Con la expulsión de los jesuitas el año de 1767, tanto el Seminario de San Luis como la Universidad de San Gregorio padecieron quebrantos notables, y hasta casi desaparecieron por un poco de tiempo ambos establecimientos. En agosto salieron de Quito expulsados los jesuitas; en octubre, en la misma fecha en que constantemente se habían solido abrir las clases, se principiaron los cursos, merced al celo sacerdotal y a la actividad del señor doctor don José Cuero y Caicedo, entonces canónigo doctoral de Quito, quien se ofreció espontáneamente a abrir y dirigir el Seminario; las clases comenzaron el día señalado y el concurso de alumnos fue muy numeroso, y tan cumplidamente se desempeñaron los nuevos profesores, que, por lo pronto, los quiteños se felicitaron del nuevo arreglo y casi no echaron de menos a los jesuitas, a quienes se los había creído irreemplazables. Sin embargo, este arreglo duró muy poco, pues el Seminario con todo cuanto le pertenecía, incluso hasta el mismo edificio, fue confiscado entre los bienes pertenecientes a los jesuitas expulsados; las clases se cerraron y la enseñanza se suspendió indefinidamente. El ilustrísimo señor Carrasco reclamó   -22-   el Seminario y se formó un largo y complicado expediente sobre un asunto tan claro y tan manifiesto: falleció el Prelado y se continuó el litigio por varios años, hasta que en el de 1783 se resolvió, declarando que eran de propiedad del Seminario los bienes raíces que le habían pertenecido; el ilustrísimo señor Minayo abrió, por fin, las clases, organizando y reglamentando con esmero la enseñanza; y ya parecía que comenzaba para el colegio una época de prosperidad, cuando los disgustos escandalosos entre el Rector y el Obispo lo redujeron de nuevo a una situación lamentable. Era rector el señor Egüez y Villamar, canónigo de Quito, y le disputaba al Obispo diocesano la jurisdicción sobre el Seminario y hasta el gobierno de un establecimiento, que, según lo prescrito por el Concilio de Trento, debía estar bajo la inmediata dependencia del Prelado eclesiástico.
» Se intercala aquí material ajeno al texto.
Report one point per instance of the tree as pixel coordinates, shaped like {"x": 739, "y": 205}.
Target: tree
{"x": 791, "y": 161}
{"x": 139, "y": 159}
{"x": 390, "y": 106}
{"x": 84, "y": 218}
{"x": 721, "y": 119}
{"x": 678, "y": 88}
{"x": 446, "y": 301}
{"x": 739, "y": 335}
En la América española, durante el tiempo de la dominación colonial la independencia de la autoridad espiritual era reconocida y confesada especulativamente; pero en la práctica, la potestad real era, de hecho, superior a la potestad espiritual, y la dirigía y la gobernaba y aun la esclavizaba en muchas cosas, alegando los derechos del patronato regio, mediante los cuales los monarcas de Castilla habían llegado a ser unos como delegados de la Silla Apostólica en América, sin facultades bien definidas. Así no era extraño que un rector invocara el patronato real, para desconocer los fueros de la jurisdicción episcopal sobre el Seminario; por fortuna, al andar de los tiempos, las cosas fueron entrando poco a poco   -23-   por el sendero de la justicia, y el Gobierno español devolvió al obispo de Quito el antiguo edificio del Seminario, con todos los bienes que le pertenecían, y reconoció la jurisdicción que sobre él tenía por derecho la autoridad episcopal. Para la dirección y la enseñanza se pusieron eclesiásticos seculares, sujetándose en la práctica al régimen trazado por el señor Minayo9.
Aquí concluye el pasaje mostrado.